🤖 AI Summary
To address the critical need for precise intracranial pressure (ICP) waveform regulation in cerebrospinal fluid dynamics and neuropathology research, this paper proposes a two-layer adaptive learning control framework integrating model predictive control (MPC), disturbance observers, and Bayesian optimization for soft robotic actuators. The framework enables online learning of reference trajectories and safe closed-loop regulation under unknown nonlinear system dynamics. In vitro brain phantom experiments demonstrate that, compared to a PID controller, the proposed method reduces mean and maximum motor position tracking errors by 83% and 73%, respectively.
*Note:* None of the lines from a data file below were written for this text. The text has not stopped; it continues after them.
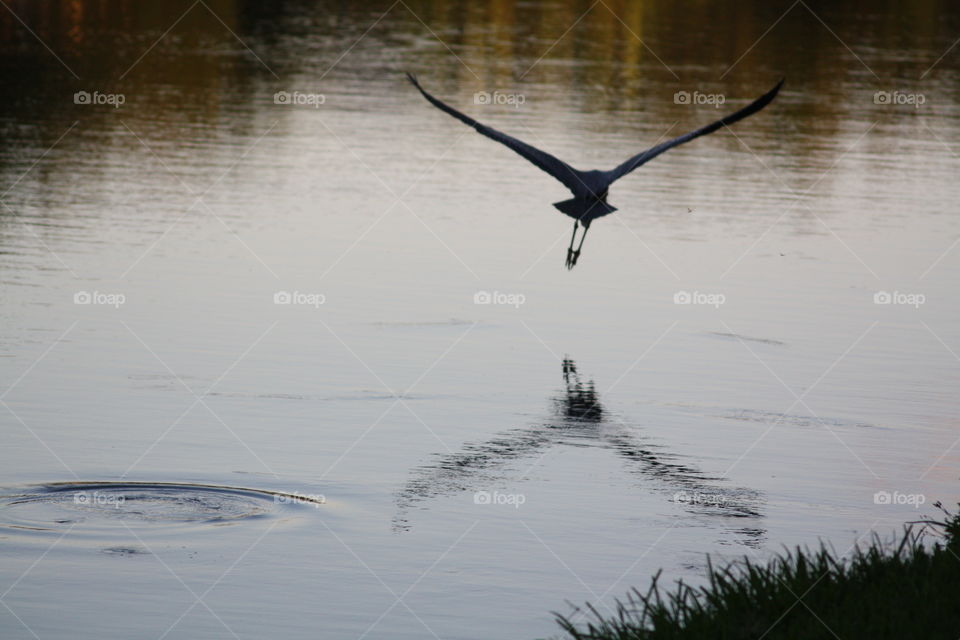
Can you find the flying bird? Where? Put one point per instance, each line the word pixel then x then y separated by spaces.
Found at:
pixel 590 187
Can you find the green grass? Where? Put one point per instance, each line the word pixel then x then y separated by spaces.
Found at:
pixel 908 589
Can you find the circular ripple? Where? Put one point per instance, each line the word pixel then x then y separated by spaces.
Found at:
pixel 97 505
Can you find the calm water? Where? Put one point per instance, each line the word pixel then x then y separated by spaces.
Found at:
pixel 383 457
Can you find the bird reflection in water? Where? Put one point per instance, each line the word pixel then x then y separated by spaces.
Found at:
pixel 581 420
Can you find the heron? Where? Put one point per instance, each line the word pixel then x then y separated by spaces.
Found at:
pixel 590 188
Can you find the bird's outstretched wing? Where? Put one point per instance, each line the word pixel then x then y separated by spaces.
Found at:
pixel 653 152
pixel 554 166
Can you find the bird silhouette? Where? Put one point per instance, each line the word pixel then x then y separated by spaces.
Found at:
pixel 590 187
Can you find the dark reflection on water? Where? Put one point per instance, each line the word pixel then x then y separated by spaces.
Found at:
pixel 580 420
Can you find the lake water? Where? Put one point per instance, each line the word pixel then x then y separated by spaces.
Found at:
pixel 286 352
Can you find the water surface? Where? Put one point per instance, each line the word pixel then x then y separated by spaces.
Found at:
pixel 479 464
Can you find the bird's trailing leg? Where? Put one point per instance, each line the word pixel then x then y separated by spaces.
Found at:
pixel 571 254
pixel 570 259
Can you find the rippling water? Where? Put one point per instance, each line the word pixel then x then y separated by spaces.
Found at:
pixel 187 455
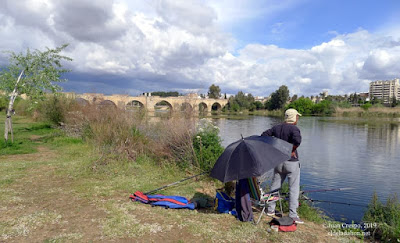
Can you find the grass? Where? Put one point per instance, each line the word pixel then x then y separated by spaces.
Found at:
pixel 66 190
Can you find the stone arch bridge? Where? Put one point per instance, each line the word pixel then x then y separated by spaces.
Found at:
pixel 151 103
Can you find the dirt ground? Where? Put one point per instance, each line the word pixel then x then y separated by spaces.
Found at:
pixel 42 205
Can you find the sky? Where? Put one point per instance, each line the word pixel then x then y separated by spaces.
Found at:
pixel 136 46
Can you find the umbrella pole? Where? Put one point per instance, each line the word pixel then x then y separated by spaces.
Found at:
pixel 177 182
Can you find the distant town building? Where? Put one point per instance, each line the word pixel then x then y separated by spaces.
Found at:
pixel 364 95
pixel 385 90
pixel 262 99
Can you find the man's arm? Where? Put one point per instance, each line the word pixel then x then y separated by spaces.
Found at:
pixel 294 151
pixel 269 132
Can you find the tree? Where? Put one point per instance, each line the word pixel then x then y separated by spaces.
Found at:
pixel 258 104
pixel 32 73
pixel 214 92
pixel 278 98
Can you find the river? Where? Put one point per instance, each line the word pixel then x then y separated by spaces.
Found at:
pixel 337 153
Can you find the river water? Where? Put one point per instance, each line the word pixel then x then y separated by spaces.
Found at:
pixel 337 153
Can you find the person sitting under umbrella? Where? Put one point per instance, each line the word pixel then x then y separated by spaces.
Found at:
pixel 289 132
Furthermore, Bayesian optimization achieves target ICP waveforms—satisfying specified mean and amplitude constraints—in only 20 iterations, significantly improving both waveform fidelity and convergence speed.
📝 Abstract
This paper introduces a learning-based control framework for a soft robotic actuator system designed to modulate intracranial pressure (ICP) waveforms, which is essential for studying cerebrospinal fluid dynamics and pathological processes underlying neurological disorders. A two-layer framework is proposed to safely achieve a desired ICP waveform modulation. First, a model predictive controller (MPC) with a disturbance observer is used for offset-free tracking of the system's motor position reference trajectory under safety constraints. Second, to address the unknown nonlinear dependence of ICP on the motor position, we employ a Bayesian optimization (BO) algorithm used for online learning of a motor position reference trajectory that yields the desired ICP modulation. The framework is experimentally validated using a test bench with a brain phantom that replicates realistic ICP dynamics in vitro. Compared to a previously employed proportional-integral-derivative controller, the MPC reduces mean and maximum motor position reference tracking errors by 83 % and 73 %, respectively. In less than 20 iterations, the BO algorithm learns a motor position reference trajectory that yields an ICP waveform with the desired mean and amplitude.